Sempre in Lombardia, grazie alla collaborazione tra amministrazioni comunali, enti del territorio e aziende, è nato il progetto Sistema Olona – tra l’alta provincia di Varese e la Svizzera. A causa dell’innalzamento delle falde acquifere, è venuta a crearsi spontaneamente in quest’area una zona umida di 12 ettari, presto popolata da piante, anfibi, rettili, uccelli (oltre 120 specie).
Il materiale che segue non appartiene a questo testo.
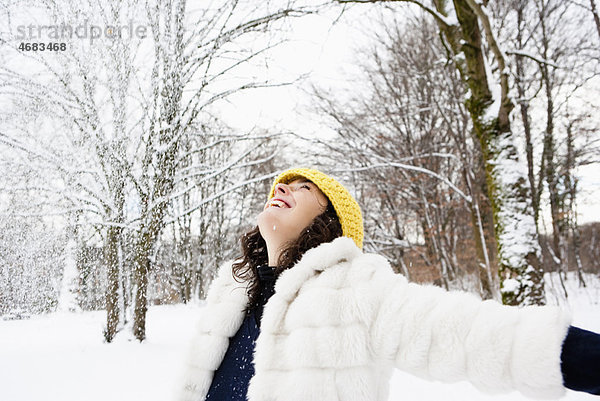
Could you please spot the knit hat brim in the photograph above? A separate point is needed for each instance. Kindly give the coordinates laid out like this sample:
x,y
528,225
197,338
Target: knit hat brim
x,y
345,205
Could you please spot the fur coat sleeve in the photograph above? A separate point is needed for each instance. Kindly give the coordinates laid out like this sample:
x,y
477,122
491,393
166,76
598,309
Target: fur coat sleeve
x,y
451,336
219,320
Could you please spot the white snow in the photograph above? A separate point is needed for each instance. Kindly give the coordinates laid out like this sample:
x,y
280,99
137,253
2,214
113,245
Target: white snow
x,y
62,357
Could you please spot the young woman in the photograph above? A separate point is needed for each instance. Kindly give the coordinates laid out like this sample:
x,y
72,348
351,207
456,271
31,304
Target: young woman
x,y
305,315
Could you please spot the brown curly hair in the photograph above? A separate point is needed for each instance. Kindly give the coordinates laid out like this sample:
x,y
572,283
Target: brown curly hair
x,y
324,228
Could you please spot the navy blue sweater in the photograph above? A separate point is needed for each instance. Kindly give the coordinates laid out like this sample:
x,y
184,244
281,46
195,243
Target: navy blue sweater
x,y
230,382
580,356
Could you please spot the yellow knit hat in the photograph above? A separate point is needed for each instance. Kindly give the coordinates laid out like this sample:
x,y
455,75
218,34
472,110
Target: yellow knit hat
x,y
344,204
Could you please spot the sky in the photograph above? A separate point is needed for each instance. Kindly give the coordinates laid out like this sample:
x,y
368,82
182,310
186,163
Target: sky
x,y
325,53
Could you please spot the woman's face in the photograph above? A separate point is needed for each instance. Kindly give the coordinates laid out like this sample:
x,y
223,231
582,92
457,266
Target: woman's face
x,y
292,208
Per tutelarle, il progetto ha adottato sistemi e impianti anti-collisione innovativi volti a evitare il fenomeno del roadkill, cioè l’impatto tra veicoli e fauna – proprio come accadeva sulla Trans-Canada Highway – e ha impegnato attivamente la cittadinanza per proteggere l’area con l’istituzione di laboratori, corsi e workshop di sensibilizzazione.

 

Secondo Antonio Nicoletti, responsabile nazionale di Parchi e Aree Protette di Legambiente, sarebbe “un grave errore pensare che, con la crisi ambientale, sociale ed economica che stiamo attraversando e che ci minaccia, la tutela della biodiversità sia un lusso che il Paese non possa permettersi”. Investimenti su infrastrutture a tutela della biodiversità devono essere una priorità per l’Italia. Cambiare rotta è ancora possibile, ma è essenziale monitorare i cambiamenti e capirne le implicazioni adattando gli obiettivi di conservazione: cambiamenti climatici e perdita di biodiversità, facce dello stesso conto salato che la Terra ci presenta, sono tra le sfide più importanti che siamo chiamati ad affrontare.